Customer: “What!… Well… I…”

(She leaves her merchandise on the counter and exits the store in a huff.)

Cannot Speak The Language Of Respect

| USA | Bigotry, Geography, Language & Words, Theme Of The Month, Top

(I am out to eat with a friend, and we are waiting for our table. There is an older Spanish-speaking couple nearby also waiting, and two boys of about high-school age. I don’t speak Spanish, but I picked up a handful of words from an old job.)

Spanish-Speaking Woman: *asks me a question in Spanish*

Me: “Oh, I’m sorry. I only know a few words in Spanish. What was that?”

Spanish-Speaking Woman: *smiles, and repeats herself*

(I realize she needs to know where the bathroom is.)

Me: “Oh! See the stairs? Go to the hallway next to the stairs; it’s right there.”

(She thanks me, and hurries off to the bathroom. The high school boys make faces at me, and chime in.)

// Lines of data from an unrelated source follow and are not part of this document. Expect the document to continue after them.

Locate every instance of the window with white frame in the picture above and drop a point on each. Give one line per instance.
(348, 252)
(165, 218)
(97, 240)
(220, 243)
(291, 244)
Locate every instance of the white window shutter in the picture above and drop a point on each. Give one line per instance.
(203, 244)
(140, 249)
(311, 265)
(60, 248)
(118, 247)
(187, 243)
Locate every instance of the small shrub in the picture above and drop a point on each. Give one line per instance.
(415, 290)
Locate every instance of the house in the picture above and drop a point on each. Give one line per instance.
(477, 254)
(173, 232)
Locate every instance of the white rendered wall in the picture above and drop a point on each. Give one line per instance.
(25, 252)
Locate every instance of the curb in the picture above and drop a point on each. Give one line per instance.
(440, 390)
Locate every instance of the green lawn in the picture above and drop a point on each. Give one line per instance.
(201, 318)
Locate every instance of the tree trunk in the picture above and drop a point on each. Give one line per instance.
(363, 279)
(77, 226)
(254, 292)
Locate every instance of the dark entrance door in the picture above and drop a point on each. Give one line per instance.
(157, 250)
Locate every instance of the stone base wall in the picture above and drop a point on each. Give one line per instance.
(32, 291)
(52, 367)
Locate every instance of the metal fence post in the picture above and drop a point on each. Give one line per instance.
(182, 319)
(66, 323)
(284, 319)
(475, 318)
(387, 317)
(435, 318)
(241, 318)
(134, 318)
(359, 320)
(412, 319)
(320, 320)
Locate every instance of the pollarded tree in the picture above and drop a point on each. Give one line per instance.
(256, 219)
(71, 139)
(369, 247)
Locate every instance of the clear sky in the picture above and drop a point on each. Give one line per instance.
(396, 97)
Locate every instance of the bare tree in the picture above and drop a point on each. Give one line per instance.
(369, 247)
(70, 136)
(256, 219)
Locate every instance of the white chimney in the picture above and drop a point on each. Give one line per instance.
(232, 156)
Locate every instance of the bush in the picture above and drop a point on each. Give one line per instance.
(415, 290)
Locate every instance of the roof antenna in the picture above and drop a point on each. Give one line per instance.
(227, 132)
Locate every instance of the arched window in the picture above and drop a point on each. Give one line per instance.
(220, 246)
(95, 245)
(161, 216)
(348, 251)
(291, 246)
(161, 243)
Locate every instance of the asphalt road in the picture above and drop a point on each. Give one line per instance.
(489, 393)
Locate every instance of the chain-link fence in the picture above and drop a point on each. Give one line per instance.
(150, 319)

Boy #1: “Damn, b****, why are you helping them? You should’ve made them ask in English first!”

Me: “I’m not going to dignify that with a response.”

Boy #2: “Hey! You show me and my friend some respect, old lady! Do you know who we are?”

Me: “I don’t care who you are, my dear child. Why don’t you go bother somebody else?”

Boy #1: “Oh, hell naw! You ain’t talkin’ to me like that! You show me some respect, right now!”

(He stamps his foot. My friend and I burst out laughing.)

Me: “Oh, this is going to be an entertaining evening.”

Boy #1: “You ain’t allowed to laugh at me; I’m a man!”

Me: “No, dear. What you are is a minor child throwing a temper tantrum because you happen to be a racist. Now, shoo, adults are talking.”

Boy #2: “Naw! All you gotta do is show them d*** immigrants who’s boss! They gotta speak our language if they want to be here! I went to Mexico and none of them f****** spoke English! Ain’t got no respect!”

Me: “You do realize that Mexico is a different country, don’t you?”

Boy #2: “Duh!”

Me: “And their official language is Spanish.”

Boy #2: “So?”

Me: “So… you think that people who move here should have to speak English because most people here do, in some form or another. But when you visit other countries, where official language is not English, they should have to learn to make your life easier?”

Boy #2: “Yes!”

Me: “I… have a headache.”

(The older Spanish-speaking couple are seated a few tables away from us. The teens are there to apply for jobs, but because they’d put on their little display in full view of the hostess, they were not-so-kindly shown the door.)